Sinceramente, mi permetto di fare qualche considerazione proprio su questo punto.

La prima: come si dice per il calcio, la palla è tonda. E le urne non danno mai il proprio responso prima che vengano aperte formalmente. Ricordo la tornata elettorale del 2012. La candidatura di Maria Teresa Collica era data per perdente in partenza. La spocchia di tanti si è rivelata per loro un boomerang, e la giovane ricercatrice universitaria riuscì nell’impresa di conquistare Palazzo Longano, seppur con due soli consiglieri.

La seconda considerazione: non vi è dubbio che il dominus del centrodestra sia l’on. Tommaso Calderone. Gli altri esponenti sembrano come la temperatura de l’Aquila nei bollettini metereologici di quando ero bambino. Faceva talmente freddo nella bella e sfortunata città abruzzese che non riuscivano a trapelare nemmeno le notizie sul clima. E così, negli ultimi giorni, l’on. Pino Galluzzo, l’on. Antonio Catalfamo e l’on. Ella Bucalo sono come la temperatura de l’Aquila: non pervenuti.

Ma questi sono affari loro. Se Calderone riuscirà a fare il pienone, schiacciando in un angolo i suoi compagni di cordata, buon per lui. La politica funziona così, da che mondo è mondo.

Ma la riflessione che mi stuzzica di più è la seguente. Si vocifera che la candidatura dell’avv. Calabrò sarà sostenuta da una armata di ben dieci liste.

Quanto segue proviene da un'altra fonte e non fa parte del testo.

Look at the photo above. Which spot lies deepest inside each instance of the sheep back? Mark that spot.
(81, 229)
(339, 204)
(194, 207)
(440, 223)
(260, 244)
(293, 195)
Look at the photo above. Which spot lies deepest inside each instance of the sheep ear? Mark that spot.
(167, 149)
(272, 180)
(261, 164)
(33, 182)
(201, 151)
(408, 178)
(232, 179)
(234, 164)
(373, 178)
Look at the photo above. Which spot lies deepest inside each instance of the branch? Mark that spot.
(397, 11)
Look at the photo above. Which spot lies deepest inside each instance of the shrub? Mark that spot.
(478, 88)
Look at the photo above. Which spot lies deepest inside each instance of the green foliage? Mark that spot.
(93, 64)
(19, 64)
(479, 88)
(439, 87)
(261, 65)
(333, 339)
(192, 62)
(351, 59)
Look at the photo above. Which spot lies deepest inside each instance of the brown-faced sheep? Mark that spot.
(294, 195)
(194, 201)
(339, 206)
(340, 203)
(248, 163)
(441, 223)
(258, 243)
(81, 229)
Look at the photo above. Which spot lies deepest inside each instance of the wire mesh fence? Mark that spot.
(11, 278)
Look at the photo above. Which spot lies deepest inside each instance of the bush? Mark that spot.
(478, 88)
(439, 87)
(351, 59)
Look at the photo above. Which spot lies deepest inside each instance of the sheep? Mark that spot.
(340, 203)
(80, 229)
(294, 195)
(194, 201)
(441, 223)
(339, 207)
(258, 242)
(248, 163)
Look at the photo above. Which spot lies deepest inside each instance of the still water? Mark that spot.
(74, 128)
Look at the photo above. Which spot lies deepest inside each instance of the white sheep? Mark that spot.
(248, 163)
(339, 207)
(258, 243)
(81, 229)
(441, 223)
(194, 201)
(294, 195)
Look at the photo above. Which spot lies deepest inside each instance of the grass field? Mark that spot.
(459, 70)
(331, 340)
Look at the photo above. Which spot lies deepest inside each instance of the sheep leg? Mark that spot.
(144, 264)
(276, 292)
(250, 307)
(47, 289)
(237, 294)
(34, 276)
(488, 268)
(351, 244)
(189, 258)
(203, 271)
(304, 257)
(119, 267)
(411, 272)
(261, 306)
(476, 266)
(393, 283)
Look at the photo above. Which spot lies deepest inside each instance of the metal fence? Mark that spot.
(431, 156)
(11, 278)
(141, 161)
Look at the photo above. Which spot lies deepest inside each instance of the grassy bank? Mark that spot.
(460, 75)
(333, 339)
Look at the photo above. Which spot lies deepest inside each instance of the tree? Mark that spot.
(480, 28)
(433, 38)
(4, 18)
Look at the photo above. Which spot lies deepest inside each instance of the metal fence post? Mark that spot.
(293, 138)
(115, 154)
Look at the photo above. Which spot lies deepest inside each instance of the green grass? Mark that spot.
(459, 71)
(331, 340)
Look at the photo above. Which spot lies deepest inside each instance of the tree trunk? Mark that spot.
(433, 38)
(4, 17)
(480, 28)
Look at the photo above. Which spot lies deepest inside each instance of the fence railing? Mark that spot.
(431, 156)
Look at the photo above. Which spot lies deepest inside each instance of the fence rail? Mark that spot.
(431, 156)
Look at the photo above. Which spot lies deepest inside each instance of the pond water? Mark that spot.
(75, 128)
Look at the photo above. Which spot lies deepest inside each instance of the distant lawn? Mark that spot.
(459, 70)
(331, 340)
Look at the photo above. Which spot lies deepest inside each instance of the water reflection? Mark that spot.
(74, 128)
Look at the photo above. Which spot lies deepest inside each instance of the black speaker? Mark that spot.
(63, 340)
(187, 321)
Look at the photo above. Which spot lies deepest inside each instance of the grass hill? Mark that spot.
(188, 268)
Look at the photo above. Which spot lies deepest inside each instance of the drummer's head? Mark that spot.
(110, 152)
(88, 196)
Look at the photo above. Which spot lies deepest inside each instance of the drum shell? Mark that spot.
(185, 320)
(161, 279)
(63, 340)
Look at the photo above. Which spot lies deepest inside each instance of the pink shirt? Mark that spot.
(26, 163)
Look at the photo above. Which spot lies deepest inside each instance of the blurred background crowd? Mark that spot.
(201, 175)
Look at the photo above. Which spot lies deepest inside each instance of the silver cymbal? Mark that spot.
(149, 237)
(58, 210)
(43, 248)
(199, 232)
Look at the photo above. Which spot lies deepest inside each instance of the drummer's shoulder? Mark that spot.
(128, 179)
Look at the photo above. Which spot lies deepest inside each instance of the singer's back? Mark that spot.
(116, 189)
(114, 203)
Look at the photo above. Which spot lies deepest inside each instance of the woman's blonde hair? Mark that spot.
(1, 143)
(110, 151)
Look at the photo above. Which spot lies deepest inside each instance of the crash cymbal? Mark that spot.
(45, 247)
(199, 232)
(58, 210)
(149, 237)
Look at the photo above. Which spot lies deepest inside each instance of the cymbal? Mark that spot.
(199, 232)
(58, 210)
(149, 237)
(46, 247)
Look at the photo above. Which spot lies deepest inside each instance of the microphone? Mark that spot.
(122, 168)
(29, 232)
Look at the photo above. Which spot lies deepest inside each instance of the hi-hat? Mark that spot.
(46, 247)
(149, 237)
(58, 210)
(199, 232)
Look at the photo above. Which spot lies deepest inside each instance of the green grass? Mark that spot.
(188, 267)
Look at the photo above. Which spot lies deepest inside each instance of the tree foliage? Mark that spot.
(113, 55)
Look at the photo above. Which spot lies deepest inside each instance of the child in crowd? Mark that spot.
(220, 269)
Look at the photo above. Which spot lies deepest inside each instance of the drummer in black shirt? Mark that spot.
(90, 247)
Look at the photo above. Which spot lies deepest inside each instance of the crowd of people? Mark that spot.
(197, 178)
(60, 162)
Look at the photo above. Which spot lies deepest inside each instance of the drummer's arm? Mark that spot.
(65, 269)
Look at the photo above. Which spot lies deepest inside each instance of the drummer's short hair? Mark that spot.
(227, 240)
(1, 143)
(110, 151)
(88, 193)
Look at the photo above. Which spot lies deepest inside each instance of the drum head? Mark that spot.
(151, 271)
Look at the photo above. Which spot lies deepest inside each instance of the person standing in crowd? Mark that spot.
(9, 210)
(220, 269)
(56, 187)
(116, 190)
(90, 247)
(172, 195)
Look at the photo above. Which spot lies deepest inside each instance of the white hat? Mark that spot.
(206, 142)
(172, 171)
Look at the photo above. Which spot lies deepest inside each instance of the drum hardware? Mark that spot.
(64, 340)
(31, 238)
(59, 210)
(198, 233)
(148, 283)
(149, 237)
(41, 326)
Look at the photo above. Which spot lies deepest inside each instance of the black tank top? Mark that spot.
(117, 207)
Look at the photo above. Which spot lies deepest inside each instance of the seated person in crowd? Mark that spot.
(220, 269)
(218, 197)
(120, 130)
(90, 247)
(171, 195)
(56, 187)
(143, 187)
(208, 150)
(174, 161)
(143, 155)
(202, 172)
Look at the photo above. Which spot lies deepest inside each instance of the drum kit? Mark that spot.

E si dice che, a differenza del passato, la lista di Forza Italia contenga i nomi di tutti i big uscenti dell’attuale amministrazione, e cioè tutti i consiglieri rimasti fedeli alla Giunta Materia e tutti gli assessori attualmente in carica.

E allora, se fosse vera questa voce, perché tutti questi pezzi da novanta avrebbero accettato di correre in una stessa lista, rischiando di restare fuori dal consiglio pur portando in dote molte preferenze?

L’unica risposta che mi sono dato è che si stia preparando un bel cappotto nei confronti delle liste minori. Ovvero, il calcolo potrebbe essere questo: fare molte liste destinate a non superare il quorum che porterebbero i voti al sindaco, ma lascerebbero fuori i candidati al consiglio. In questa maniera, se la lista di Forza Italia fosse l’unica o una delle poche a superare il quorum, si porterebbe a casa il sindaco e quasi tutti i consiglieri, essendo l’unica o una delle poche a partecipare alla suddivisione dei posti in consiglio.

Ribadisco che questa mia riflessione è basata sul sentito dire ma, come diceva Andreotti, a pensar male si fa peccato, ma si indovina spesso.